# Module Information

Module Identifier
MA33110
Module Title
LINEAR PROGRAMMING
2012/2013
Co-ordinator
Semester
Semester 2
Pre-Requisite
Other Staff

#### Course Delivery

Delivery Type Delivery length / details
Lecture 19 Hours. (19 x 1 hour lectures)
Seminars / Tutorials 3 Hours. (3 x 1 hour example classes)

#### Assessment

Assessment Type Assessment length / details Proportion
Semester Exam 2 Hours   (written examination)  100%
Supplementary Assessment 2 Hours   (written examination)  100%

### Learning Outcomes

On completion of this module, a student should be able to:
1. describe the scope of linear programming;
2. formulate real situations as linear programming problems;
3. solve such problems by the Simplex Method;
4. apply appropriate modifications to the basic technique.
5. interpret the results of computer generated linear programming solutions.

### General description

The basic problem of Linear Programming is to maximise or minimise a linear function of several variables, subject to constraints expressed as linear inequalities or equations. The theory of Linear Programming is now well established to the extent that the technique often appears as an option in widely available business computer packages such as spreadsheets.

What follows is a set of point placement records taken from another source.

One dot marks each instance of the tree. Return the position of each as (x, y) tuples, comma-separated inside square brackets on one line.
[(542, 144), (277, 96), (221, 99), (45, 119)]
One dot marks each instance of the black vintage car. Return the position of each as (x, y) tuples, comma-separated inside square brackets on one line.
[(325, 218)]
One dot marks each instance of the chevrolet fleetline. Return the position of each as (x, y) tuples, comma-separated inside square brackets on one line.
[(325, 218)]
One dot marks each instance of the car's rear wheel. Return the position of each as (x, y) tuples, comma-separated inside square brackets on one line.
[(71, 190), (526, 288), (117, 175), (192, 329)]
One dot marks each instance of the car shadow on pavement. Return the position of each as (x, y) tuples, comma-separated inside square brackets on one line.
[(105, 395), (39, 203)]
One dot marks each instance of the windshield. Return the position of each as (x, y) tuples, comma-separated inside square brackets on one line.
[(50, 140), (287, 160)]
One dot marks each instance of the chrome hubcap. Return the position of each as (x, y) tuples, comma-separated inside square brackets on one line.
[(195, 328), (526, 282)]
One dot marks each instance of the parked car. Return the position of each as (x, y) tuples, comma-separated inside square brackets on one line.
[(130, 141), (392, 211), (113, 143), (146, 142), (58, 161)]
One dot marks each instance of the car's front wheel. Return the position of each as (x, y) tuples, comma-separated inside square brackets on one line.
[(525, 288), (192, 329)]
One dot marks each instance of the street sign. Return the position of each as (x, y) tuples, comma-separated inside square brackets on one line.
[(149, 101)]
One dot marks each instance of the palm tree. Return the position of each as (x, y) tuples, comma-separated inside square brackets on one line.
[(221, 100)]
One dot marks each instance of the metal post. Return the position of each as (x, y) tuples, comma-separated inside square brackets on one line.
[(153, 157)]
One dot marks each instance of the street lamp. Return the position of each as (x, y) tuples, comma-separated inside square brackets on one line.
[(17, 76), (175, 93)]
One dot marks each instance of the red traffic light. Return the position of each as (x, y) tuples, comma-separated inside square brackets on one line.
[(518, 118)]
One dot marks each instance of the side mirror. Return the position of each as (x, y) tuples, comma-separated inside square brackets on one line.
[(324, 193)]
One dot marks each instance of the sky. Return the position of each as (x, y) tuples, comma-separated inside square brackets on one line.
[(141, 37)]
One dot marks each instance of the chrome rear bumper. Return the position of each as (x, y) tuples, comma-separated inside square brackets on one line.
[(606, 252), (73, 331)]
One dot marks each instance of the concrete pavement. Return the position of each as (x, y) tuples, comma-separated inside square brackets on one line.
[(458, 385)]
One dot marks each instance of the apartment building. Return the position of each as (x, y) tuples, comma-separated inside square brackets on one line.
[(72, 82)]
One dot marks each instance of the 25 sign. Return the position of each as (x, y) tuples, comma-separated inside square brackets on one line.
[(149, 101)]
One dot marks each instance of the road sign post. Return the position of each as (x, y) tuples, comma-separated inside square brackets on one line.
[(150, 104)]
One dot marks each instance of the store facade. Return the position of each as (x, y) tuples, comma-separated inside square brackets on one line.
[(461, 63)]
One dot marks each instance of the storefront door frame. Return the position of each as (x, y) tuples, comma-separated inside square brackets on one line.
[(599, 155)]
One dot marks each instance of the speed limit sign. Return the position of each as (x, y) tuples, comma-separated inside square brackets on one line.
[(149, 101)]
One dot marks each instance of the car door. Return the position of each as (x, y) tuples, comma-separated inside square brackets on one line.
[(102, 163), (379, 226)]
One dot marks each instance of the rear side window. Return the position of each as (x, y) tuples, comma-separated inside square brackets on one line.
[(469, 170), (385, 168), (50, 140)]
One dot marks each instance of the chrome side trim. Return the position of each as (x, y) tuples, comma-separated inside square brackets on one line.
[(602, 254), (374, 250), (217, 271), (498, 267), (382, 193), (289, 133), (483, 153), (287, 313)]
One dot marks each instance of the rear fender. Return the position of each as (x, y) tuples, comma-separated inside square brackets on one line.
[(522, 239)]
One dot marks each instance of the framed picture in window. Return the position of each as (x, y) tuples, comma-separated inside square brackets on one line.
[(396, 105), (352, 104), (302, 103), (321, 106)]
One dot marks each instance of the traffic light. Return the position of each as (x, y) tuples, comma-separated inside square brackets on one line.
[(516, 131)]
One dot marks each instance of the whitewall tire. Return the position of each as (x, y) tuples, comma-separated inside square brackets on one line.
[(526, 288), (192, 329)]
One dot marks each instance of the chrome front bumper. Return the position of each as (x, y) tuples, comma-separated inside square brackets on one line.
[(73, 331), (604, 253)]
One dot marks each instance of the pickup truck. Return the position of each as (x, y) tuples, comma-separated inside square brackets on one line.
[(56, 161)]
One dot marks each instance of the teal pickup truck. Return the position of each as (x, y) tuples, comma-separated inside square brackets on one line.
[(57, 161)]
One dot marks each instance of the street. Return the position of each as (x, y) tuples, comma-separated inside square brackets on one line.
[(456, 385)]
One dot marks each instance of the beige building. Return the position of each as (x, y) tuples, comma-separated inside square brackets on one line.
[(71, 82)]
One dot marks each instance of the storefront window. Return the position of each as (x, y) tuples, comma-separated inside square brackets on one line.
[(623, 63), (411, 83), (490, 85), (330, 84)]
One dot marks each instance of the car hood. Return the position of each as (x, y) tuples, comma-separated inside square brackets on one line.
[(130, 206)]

This module provides a balance between the theory and applications of the subject and considers the interpretation of problem solutions.

### Aims

To introduce an important and widely used application of Mathematics in the real world.

### Syllabus

1. INTRODUCTION TO LINEAR PROGRAMMING: Problem formulation and the breadth of application. Basic definitions, including convexity, extreme points, feasible solutions, basic solutions, basic and non-basic variables, basic feasible solutions.
2. THE SIMPLEX METHOD: Overall idea; geometrical and algebraic characterisation. Fundamental Theorem of Linear Programming. Artificial variables; big-M method, two-phase method, Dual Simplex method. Unsigned variables. What can go wrong.
3. SENSITIVITY ANALYSIS: Interpreting the simplex tableau, including economic interpretations where relevant. Dual prices. Marginal change and return.
4. DUALITY: The dual problem and its motivation. Fundamental Theorem of Duality. Relationships between solutions to the primal and dual problems. Complementary slackness. Interpretations of the Dual problem.
5. SPECIAL TOPICS: A selection of topics from: Zero-sum games, Integer programming, Assignment problems, Transportation problems.